Although some experts disagree and maintain that at least some benign lesions can be accurately identified on morphologic grounds alone, it seems most prudent to develop a scheme based on risk assessment, rather than try to define strict criteria to separate benign from malignant (which appears to be a practical impossibility at the current time). Thus, instead, one would indicate for a given GIST its risk (low, intermediate, or high) of pursuing an aggressive clinical course, recognizing that some subset of cases (hopefully <10%) will behave in an unpredicted or unexpected fashion and that no lesion can be definitively labeled as benign." Cited from: Fletcher CDM, Berman JJ, Corless C, Gorstein F, Lasota J, Longley BJ, Miettinen M, O'Leary TJ, Remotti H, Rubin BP, Shmookler B, Sobin SH, Weiss SW. Diagnosis of gastrointestinal stromal tumors: a consensus approach. Human Pathology 2002; 33:459-465.

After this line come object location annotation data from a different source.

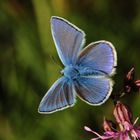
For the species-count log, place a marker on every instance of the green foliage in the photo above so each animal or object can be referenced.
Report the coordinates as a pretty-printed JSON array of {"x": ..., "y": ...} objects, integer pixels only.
[{"x": 28, "y": 70}]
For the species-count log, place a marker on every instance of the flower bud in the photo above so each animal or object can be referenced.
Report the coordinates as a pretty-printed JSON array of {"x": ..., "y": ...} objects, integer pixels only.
[
  {"x": 108, "y": 125},
  {"x": 122, "y": 113}
]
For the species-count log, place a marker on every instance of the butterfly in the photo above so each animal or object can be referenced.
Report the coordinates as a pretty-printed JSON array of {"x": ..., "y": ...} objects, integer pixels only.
[{"x": 86, "y": 71}]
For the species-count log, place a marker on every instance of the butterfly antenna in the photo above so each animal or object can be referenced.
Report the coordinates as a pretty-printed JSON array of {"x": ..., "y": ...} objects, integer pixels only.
[{"x": 55, "y": 61}]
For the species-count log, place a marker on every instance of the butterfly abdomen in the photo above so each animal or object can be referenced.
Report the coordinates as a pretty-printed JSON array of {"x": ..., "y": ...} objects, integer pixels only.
[
  {"x": 90, "y": 72},
  {"x": 70, "y": 72}
]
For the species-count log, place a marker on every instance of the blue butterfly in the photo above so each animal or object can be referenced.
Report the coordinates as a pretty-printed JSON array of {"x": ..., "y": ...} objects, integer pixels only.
[{"x": 86, "y": 71}]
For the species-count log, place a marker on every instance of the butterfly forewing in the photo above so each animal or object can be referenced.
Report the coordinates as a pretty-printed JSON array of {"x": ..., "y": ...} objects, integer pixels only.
[
  {"x": 68, "y": 40},
  {"x": 99, "y": 56}
]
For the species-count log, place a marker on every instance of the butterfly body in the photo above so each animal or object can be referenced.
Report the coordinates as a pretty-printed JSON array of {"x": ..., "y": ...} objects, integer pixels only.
[{"x": 86, "y": 72}]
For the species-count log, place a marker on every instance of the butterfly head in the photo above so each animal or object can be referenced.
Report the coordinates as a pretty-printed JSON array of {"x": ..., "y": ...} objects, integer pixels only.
[{"x": 70, "y": 72}]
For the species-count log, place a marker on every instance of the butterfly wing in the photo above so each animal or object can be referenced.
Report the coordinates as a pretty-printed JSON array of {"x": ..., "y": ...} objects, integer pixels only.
[
  {"x": 100, "y": 56},
  {"x": 68, "y": 40},
  {"x": 94, "y": 91},
  {"x": 61, "y": 95}
]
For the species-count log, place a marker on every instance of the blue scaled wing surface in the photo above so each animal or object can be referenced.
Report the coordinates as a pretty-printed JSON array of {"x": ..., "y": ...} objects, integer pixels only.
[
  {"x": 61, "y": 95},
  {"x": 100, "y": 57}
]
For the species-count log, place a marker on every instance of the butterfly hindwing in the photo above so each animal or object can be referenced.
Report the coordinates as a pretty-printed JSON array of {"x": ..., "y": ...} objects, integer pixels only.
[
  {"x": 59, "y": 96},
  {"x": 100, "y": 56},
  {"x": 68, "y": 40},
  {"x": 94, "y": 91}
]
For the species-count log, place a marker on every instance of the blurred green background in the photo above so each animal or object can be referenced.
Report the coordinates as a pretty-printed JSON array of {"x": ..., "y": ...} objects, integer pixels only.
[{"x": 29, "y": 63}]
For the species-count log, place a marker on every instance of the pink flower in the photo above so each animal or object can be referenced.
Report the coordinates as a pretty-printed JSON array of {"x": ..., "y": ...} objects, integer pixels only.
[
  {"x": 130, "y": 84},
  {"x": 126, "y": 129}
]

Subsequently, he gives a proposed approach for defining this risk based on the overall size of the tumor and its proliferation rate (mitotic count). This approach is based on the following thoughts concerning general tumor biology: As mentioned above, the mitotic count of a tumor indicates how rapidly its cells are dividing and therefore how fast the tumor is growing. The tumor size, in combination with the proliferation rate, may be a measure of for how long a tumor may have been growing. So, theoretically at least, a relatively large tumor with a low mitotic count might have been growing slowly for a long time. On the other hand, a tumor with a very high mitotic count is more rapidly growing, achieving the same size as a slow growing tumor within a much smaller amount of time. Hence, this tumor is more aggressive and might be more prone to future metastatic or locally aggressive growth. However, this new risk assessment system for GISTs has to be validated. This means that a large number of cases will have to be classified according to this approach, and the data will have to be compared to the actual clinical course of these tumors. Finally, if a correlation between "risk of aggressive course" and actual "clinical behavior" is verified by statistical methods, this method would be ready for every day use.

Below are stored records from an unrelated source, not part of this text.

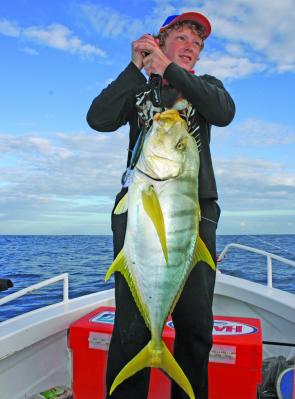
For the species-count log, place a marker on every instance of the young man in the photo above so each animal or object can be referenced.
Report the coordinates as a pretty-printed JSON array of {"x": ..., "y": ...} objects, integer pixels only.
[{"x": 205, "y": 102}]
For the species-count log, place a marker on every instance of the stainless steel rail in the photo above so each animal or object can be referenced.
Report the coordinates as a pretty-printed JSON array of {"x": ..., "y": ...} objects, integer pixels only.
[
  {"x": 269, "y": 258},
  {"x": 37, "y": 286}
]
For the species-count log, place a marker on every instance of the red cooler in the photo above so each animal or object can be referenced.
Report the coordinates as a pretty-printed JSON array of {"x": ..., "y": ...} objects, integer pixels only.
[{"x": 235, "y": 359}]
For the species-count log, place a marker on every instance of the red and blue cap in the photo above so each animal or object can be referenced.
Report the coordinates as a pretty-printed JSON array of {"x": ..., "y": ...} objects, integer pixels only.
[{"x": 188, "y": 16}]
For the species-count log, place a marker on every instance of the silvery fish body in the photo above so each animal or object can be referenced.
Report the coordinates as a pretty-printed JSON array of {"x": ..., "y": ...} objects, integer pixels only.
[{"x": 161, "y": 243}]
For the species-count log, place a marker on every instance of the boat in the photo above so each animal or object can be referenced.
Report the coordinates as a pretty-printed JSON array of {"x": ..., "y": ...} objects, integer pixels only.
[{"x": 34, "y": 348}]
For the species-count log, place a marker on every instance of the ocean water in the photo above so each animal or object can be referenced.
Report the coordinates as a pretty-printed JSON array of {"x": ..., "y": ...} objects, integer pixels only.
[{"x": 27, "y": 260}]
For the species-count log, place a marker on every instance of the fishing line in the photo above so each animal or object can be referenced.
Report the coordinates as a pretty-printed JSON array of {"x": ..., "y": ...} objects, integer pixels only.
[{"x": 273, "y": 245}]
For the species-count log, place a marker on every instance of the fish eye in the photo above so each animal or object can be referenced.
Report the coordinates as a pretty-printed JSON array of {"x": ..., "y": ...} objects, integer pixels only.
[{"x": 181, "y": 145}]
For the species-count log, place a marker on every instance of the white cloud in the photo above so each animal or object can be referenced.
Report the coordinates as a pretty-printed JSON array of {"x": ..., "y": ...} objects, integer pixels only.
[
  {"x": 261, "y": 133},
  {"x": 30, "y": 51},
  {"x": 266, "y": 27},
  {"x": 60, "y": 37},
  {"x": 110, "y": 23},
  {"x": 57, "y": 36},
  {"x": 75, "y": 177},
  {"x": 9, "y": 28},
  {"x": 227, "y": 66}
]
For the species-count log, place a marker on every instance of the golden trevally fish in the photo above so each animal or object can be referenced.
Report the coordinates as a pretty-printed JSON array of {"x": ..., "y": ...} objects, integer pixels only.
[{"x": 162, "y": 244}]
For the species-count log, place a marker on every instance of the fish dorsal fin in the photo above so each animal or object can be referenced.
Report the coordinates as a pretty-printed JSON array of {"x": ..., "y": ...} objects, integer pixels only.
[
  {"x": 122, "y": 205},
  {"x": 201, "y": 253},
  {"x": 152, "y": 206},
  {"x": 120, "y": 264}
]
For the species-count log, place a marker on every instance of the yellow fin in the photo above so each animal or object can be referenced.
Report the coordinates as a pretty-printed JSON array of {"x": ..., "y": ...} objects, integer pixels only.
[
  {"x": 151, "y": 357},
  {"x": 201, "y": 253},
  {"x": 122, "y": 205},
  {"x": 152, "y": 207},
  {"x": 120, "y": 265}
]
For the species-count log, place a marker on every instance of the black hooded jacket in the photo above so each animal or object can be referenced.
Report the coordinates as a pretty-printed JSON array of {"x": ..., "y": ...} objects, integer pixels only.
[{"x": 116, "y": 105}]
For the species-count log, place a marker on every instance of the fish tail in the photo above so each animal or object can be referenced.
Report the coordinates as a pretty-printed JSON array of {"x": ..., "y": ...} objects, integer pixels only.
[{"x": 162, "y": 358}]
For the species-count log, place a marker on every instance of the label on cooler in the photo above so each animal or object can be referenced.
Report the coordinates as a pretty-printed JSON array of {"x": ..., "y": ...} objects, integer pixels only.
[
  {"x": 97, "y": 340},
  {"x": 220, "y": 327},
  {"x": 226, "y": 327},
  {"x": 107, "y": 317},
  {"x": 223, "y": 354}
]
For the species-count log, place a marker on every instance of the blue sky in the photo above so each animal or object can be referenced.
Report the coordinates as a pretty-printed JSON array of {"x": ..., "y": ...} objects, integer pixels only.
[{"x": 57, "y": 176}]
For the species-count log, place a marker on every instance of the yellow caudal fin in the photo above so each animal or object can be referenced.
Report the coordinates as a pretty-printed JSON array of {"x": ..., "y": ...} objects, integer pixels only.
[
  {"x": 201, "y": 253},
  {"x": 153, "y": 209},
  {"x": 151, "y": 357},
  {"x": 122, "y": 205}
]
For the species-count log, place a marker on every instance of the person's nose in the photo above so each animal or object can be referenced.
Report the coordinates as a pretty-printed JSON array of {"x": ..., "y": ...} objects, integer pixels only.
[{"x": 189, "y": 46}]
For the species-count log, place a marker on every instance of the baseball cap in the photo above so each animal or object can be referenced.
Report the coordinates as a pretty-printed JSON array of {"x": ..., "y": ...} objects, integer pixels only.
[{"x": 188, "y": 16}]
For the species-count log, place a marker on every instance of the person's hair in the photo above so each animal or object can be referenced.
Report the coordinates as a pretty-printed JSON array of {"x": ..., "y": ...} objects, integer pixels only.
[{"x": 194, "y": 26}]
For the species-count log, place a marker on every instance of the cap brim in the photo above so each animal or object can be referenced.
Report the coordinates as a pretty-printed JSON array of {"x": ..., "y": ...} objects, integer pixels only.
[{"x": 194, "y": 17}]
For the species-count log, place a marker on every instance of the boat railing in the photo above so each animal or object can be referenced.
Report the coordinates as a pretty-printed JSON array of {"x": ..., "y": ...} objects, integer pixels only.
[
  {"x": 269, "y": 258},
  {"x": 37, "y": 286}
]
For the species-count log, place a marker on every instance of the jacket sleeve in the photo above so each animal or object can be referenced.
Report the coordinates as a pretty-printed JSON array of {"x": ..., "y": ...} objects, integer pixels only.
[
  {"x": 205, "y": 92},
  {"x": 113, "y": 107}
]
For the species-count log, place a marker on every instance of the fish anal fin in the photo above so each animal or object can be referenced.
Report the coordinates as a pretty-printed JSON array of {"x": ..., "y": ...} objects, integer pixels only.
[
  {"x": 152, "y": 207},
  {"x": 120, "y": 264},
  {"x": 151, "y": 357},
  {"x": 201, "y": 253},
  {"x": 122, "y": 205}
]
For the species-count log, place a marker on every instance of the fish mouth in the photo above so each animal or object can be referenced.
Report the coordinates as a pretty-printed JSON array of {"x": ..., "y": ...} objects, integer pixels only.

Until then, unfortunately, we will have to live with the mere approximations that are currently available. After all, we are still at the beginning of understanding these particular tumors.

About the Author

Dr. Anette Duensing studied medicine in Germany and the U.K., and received her M.D. from the University of Hannover Medical School, Germany. She wrote her dissertation on molecular genetics of liver tumors in the Department of Pathology at the University of Hannover Medical School. Dr. Duensing then completed three years of residency training in this department, where she participated mainly in the morphological and molecular diagnosis of hematological diseases. In 1999, Dr. Duensing joined Dr. Jonathan Fletcher's laboratory at the Brigham and Women's Hospital in Boston for a post-doctoral fellowship. In the past few years, she has been leading the GIST-related studies in Dr. Fletcher's lab. During that time, most of her research was focused on activated intracellular signaling pathways in GISTs that are triggered by the mutant KIT protein. This research has led to the identification of proteins which might be targeted by new kinase inhibitors as a complement to KIT inhibition. In 2003, Dr. Duensing took a position as Research Assistant Professor in the Department of Pathology at the University of Pittsburgh Medical School, where she continues her research.